The opportunity came a few days later when I happened to see in the glass-covered foreign china closet of Mrs. Chao’s living room a fine large platter which had belonged to my set of Haviland china. There it was, quite obvious, and when I first noticed it, I almost cried out, “Oh, where did you find my platter?”

Remembering my amah’s warning, however, I kept silent, and as the days passed, I found other possessions which had once been in my house, a set of teapots, a sewing machine, a victrola and records, and so on.

“Where did she get them?” I asked my amah in the privacy of our own rooms.

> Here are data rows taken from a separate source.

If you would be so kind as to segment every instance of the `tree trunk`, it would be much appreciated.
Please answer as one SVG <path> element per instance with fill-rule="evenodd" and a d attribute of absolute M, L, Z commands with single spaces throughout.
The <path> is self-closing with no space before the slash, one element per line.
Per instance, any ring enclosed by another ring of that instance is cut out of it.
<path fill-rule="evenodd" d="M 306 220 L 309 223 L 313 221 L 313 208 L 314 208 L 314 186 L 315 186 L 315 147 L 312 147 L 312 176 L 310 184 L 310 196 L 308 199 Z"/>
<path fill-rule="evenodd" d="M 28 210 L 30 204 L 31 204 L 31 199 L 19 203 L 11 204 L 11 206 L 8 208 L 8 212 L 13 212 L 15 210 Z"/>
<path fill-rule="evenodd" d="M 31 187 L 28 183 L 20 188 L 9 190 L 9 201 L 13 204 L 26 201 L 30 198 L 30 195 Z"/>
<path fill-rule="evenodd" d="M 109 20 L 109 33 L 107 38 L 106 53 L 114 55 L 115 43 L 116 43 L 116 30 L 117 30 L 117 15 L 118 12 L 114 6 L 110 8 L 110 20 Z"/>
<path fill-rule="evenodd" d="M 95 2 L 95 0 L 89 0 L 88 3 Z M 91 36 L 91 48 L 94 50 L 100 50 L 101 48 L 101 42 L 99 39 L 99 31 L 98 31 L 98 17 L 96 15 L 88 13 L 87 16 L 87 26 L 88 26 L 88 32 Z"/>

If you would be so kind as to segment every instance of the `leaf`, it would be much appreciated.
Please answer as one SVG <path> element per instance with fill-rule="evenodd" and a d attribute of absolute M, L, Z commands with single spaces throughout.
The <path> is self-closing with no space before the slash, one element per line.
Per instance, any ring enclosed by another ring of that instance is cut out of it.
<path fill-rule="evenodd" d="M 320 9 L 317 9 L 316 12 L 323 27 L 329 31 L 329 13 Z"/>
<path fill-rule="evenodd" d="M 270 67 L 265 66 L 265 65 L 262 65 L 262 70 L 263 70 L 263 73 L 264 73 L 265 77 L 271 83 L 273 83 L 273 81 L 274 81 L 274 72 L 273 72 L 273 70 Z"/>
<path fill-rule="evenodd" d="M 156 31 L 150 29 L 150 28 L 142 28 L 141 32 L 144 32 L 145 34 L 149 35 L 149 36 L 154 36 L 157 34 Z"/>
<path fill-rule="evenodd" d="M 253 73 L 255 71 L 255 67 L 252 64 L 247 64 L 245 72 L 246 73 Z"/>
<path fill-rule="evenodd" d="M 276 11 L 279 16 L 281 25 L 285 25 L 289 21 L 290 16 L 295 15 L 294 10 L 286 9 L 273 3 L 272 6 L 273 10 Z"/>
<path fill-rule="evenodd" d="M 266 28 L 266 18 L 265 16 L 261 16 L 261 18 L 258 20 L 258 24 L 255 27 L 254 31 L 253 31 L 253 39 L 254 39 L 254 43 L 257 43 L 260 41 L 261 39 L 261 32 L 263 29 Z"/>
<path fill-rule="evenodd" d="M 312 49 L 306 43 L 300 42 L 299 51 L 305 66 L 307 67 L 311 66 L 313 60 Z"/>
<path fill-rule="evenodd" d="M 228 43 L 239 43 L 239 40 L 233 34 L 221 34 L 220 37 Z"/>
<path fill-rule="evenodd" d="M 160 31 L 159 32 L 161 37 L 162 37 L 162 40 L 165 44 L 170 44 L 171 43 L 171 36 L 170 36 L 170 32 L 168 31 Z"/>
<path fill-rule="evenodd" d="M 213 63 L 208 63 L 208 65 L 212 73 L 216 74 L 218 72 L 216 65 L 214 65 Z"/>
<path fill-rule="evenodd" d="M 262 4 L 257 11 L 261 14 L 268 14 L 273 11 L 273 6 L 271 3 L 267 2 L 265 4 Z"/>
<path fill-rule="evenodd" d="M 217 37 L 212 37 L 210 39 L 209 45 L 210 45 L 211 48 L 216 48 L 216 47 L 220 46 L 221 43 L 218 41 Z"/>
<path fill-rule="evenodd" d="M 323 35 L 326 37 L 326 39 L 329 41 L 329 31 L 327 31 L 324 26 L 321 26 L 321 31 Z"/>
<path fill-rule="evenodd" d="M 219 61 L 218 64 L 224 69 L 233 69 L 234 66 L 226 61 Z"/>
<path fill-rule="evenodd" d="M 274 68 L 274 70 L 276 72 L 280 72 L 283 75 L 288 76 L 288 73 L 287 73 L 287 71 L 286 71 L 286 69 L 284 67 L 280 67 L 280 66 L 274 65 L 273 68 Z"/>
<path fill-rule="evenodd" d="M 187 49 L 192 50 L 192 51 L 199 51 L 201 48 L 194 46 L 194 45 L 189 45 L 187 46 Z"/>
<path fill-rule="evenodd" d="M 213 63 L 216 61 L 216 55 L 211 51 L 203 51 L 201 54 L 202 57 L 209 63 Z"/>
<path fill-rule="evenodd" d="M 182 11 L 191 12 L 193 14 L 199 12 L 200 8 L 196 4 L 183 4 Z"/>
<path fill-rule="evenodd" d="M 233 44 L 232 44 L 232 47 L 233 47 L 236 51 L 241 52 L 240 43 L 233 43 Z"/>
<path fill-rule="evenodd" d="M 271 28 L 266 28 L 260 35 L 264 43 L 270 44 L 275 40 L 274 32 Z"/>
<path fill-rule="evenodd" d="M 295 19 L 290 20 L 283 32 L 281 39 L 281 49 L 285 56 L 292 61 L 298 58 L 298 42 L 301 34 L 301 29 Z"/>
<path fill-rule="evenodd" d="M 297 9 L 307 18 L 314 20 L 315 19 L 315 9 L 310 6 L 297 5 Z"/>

“She got them honestly by buying them at the thieves’ market,” the amah said. “That is where the looters sold the foreigners’ goods when the Communists came in.”

“Isn’t it strange she doesn’t ask me if I want them back?” I inquired. I had thought that I understood my Chinese friends, but this was a new experience.

The amah looked surprised. “But you lost them,” she reminded me. “They do not belong to you any more. And she is your friend—why should they not belong to her?”

I could not explain why this seemed wrong reasoning, and yet it did. I was more American than I thought. “I don’t mind anything except my Haviland platter,” I said stubbornly. “I do want that back.”

“Remember the soy sauce, please,” my amah advised. “If you are patient,” she added, “someday you may be able to have the plate again without losing friendship.”

I knew the amah was right. To lose friendship is a human disaster, and so I held my peace and pretended not to see the platter. Meanwhile every day I spent in my own house, superintending repairs, and when I was not satisfied with the work, getting down on the floor myself to scrub and sand and disinfect every crack between the boards. All the walls had to be whitewashed and every bit of woodwork and stone scrubbed with lysol. The house smelled hideously but at last it was clean and safe to live in again, and I began to gather some furniture and to hang new curtains.